The positive association of ALK pathway score with recurrence risk remain statistically significant in three cohorts that were merged from the 30 datasets in Cox regression analysis (p=7.29E-07, 8.98E-05, 2.54E-03, respectively) (Fig. 5B-D) and Kaplan-Meier survival curve analysis (p=1.29E-06, 1.79E-03, 2.50E-03, respectively) (Fig. 6A-C).
Like the association with pCR, the association of ALK pathway score with recurrence risk was also more significant in HER2 negative (p=9.00E-03, 1.25E-03, 7.85E-05, respectively) and grade 1&2 (p=2.42E-03, 9.81E-03, 0.07, respectively) tumors than in HER2 positive (p=0.14, 0.11, 0.10, respectively) and grade 3 (p=0.36, 0.34, 0.38, respectively) tumors in the three cohorts (Fig. 5B-D). In addition, the ALK pathway score was also more significantly associated with cancer recurrence in patient with age>50 (p=2.31E-06, 0.03, 5.96E-03, respectively) than with age ≤50 years old (p=0.49, 0.24, 0.10, respectively) and in patient with positive lymph node (p=9.52E-06, 3.42E-04, 7.52E-03, respectively) than with negative lymph node (p=0.17, 0.18, 0.21, respectively) in the three cohorts (Fig. 5B-D).

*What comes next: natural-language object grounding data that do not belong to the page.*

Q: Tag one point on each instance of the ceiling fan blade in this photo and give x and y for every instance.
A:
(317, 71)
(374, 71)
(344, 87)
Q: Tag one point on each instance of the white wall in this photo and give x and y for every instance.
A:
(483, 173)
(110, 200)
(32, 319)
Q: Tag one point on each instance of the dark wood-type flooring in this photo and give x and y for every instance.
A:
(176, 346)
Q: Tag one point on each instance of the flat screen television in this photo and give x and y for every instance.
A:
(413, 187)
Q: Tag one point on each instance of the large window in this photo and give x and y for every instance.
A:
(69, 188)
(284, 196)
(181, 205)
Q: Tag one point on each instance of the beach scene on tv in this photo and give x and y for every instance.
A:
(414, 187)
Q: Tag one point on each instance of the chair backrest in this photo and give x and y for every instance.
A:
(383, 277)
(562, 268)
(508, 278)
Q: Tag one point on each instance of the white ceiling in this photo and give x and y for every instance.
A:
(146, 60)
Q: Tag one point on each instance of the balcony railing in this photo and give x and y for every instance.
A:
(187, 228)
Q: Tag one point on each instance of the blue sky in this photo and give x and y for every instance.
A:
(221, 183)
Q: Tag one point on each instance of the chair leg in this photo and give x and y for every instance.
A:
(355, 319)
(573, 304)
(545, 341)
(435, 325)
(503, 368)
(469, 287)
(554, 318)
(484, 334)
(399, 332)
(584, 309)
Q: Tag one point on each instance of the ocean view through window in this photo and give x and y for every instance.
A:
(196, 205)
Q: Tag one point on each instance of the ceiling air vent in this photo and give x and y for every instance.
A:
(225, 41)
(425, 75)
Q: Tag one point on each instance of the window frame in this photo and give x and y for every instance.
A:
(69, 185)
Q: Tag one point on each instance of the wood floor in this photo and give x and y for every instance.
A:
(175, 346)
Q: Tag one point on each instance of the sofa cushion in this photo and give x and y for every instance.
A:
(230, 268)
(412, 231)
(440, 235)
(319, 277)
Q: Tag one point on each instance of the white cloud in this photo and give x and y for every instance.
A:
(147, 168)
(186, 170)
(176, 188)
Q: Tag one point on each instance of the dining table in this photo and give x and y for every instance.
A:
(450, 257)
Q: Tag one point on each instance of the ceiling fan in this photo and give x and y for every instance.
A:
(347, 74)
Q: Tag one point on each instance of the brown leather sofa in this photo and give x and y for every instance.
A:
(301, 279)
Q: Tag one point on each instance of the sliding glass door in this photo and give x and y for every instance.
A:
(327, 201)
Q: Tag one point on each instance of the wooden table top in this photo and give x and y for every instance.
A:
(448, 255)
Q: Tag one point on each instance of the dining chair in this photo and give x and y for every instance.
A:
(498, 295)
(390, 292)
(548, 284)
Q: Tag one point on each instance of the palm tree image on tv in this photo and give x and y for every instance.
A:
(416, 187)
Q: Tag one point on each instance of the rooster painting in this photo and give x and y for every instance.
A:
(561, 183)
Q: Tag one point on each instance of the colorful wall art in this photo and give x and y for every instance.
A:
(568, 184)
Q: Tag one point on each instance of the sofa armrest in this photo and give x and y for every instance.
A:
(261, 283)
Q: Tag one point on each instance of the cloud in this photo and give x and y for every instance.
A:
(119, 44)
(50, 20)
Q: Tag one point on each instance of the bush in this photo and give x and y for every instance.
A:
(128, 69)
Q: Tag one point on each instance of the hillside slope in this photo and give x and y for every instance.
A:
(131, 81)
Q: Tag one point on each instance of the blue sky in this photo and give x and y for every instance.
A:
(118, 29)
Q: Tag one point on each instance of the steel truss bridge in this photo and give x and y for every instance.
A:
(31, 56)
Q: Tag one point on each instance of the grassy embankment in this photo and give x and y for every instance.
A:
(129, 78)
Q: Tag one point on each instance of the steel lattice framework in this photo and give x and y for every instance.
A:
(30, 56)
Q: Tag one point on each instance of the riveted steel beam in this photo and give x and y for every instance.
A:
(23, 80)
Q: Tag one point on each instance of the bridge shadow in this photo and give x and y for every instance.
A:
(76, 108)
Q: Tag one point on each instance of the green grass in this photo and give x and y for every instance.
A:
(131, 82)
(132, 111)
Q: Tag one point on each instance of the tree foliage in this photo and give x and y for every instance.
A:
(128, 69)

3.4 ALK pathway signature score is associated with recurrence risk only in patients with residual disease (RD) following neoadjuvant chemotherapy
Our data showed that ALK pathway score is positively associated with both pCR rate and recurrence risk of BC. These results seem to be controversial since BC patients with pCR generally have better prognosis than patients with RD . A potential explanation is that ALK pathway signature score is associated with recurrence risk only in RD but not in pCR patients. To test this hypothesis, samples in cohort 4 that were annotated with both pCR and survival information were tested. Kaplan-Meier analysis showed that patients with pCR have much lower relapse rate than patients with RD (black vs grey, 5-year DFS rate: 0.93 vs 0.69, p=1.96E-05) (Fig. 6D). When RD patients were further stratified into two subgroups based on ALK pathway scores, the subgroup with low ALK pathway score had better DFS rate than that with high ALK score (blue vs violet, 5-year DFS rate: 0.60 vs 0.77, p=1.83E-04) (Fig. 6D). By contrast, the two subgroups formed by further stratifying the pCR patients based on ALK pathway scores showed similar DFS rates (green vs red, p = 0.67) (Fig. 6D).